Characterization of Thomsen-Friedenreich antibody subpopulations from normal human serum.

Thomsen-Friedenreich (TF) antibodies were prepared from human serum by different enrichment procedures. This resulted in three antibody preparations all of which agglutinated neuraminidase-treated erythrocytes. On the other hand, each of the three antibody populations showed a distinct specificity pattern. Anti-TF1 antibodies could be inhibited in the hemagglutination inhibition assay by asialofetuin, asialotransferrin, asialoglycophorin and asialomucin. The sialylated form of these glycoproteins showed no inhibition. No significant inhibition could be achieved with several mono- or disaccharides. This suggests that anti-TF1 recognizes common structures on glycoproteins normally hidden by sialic acid. Anti-TF2 antibodies showed specificity for asialofetuin, bovine submaxillary mucin, asialomucin, asialoglycophorin, the disaccharide gal-beta (1-3)N-acetyl-galactosamine (galNAc) and nitrophenyl-beta-galactoside. Because asialotransferrin or unbound lactosamine were not inhibitory, we suppose that the residual common structure of the inhibitors is (gal)-galNAc-O-Ser/Thr, which is present in high amounts in submaxillary mucin. Anti-TF3 antibodies were inhibited by asialoglycophorin but not by asialomucin or asialofetuin. Strong saccharide inhibitors were gal-beta (1-3)galNAc, nitrophenyl-beta-galactoside, as well as galactose. Therefore, both of the antibody preparations, anti-TF2 and anti-TF3, could be inhibited by gal-beta-(1-3)galNAc, but showed preference to one or the other sugar component of the disaccharide resulting in a differential recognition of glycoconjugate inhibitors.
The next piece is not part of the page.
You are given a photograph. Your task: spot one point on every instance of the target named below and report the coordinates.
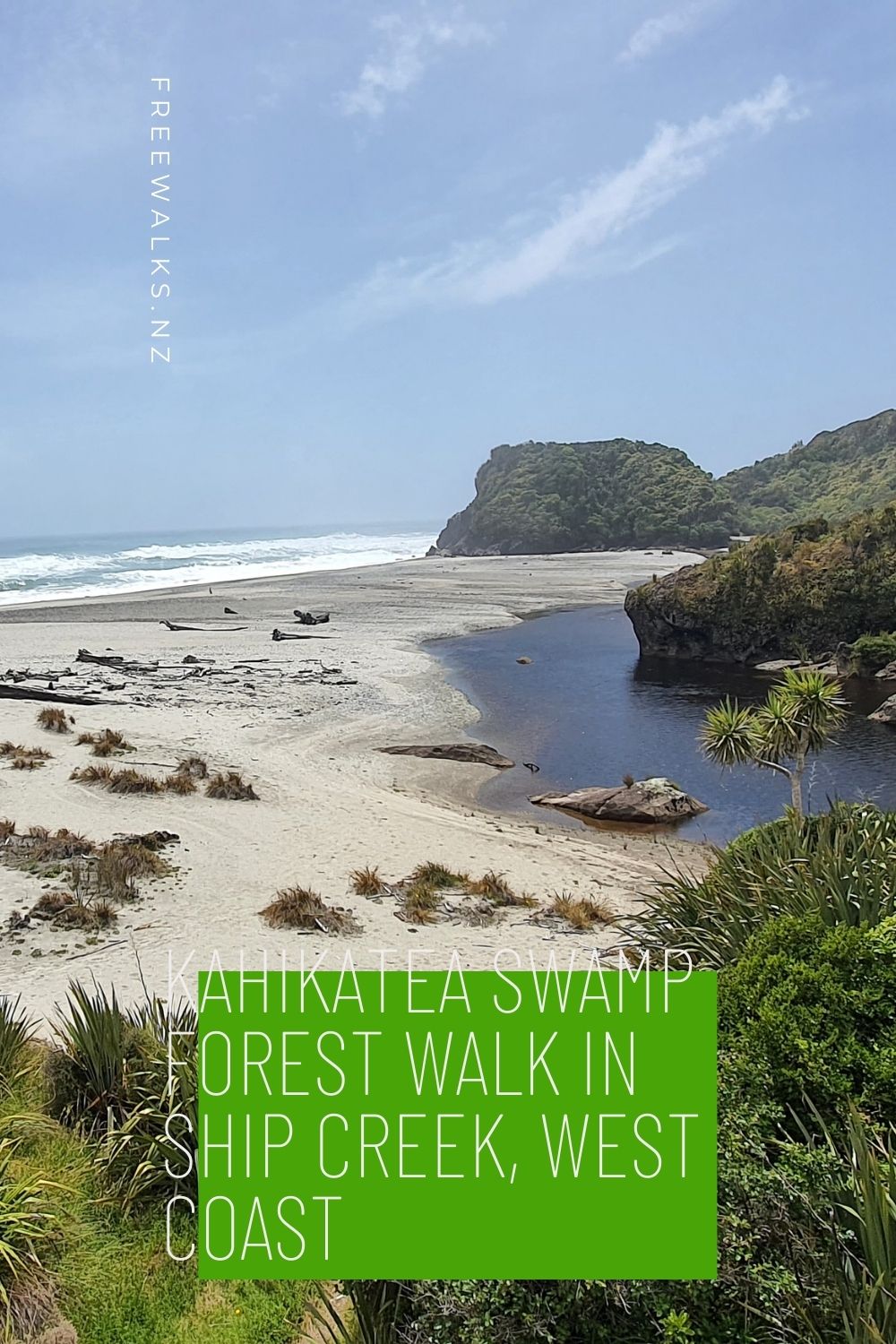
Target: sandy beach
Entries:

Anti-TF2 and anti-TF3 seem to recognize the carbohydrates in the context of a protein backbone, because gal-beta-(1-3)galNAc in connection with a ceramide backbone (GM1) was not inhibitory. When tested on three human breast cancer cell lines, only anti-TF2 recognized epitopes exposed on the cell surface. We, therefore, conclude that human serum contains at least three subpopulations of TF antibodies with distinct specificities. Only anti-TF2 can detect cryptic erythrocyte epitopes which are also exposed on human breast cancer cell lines.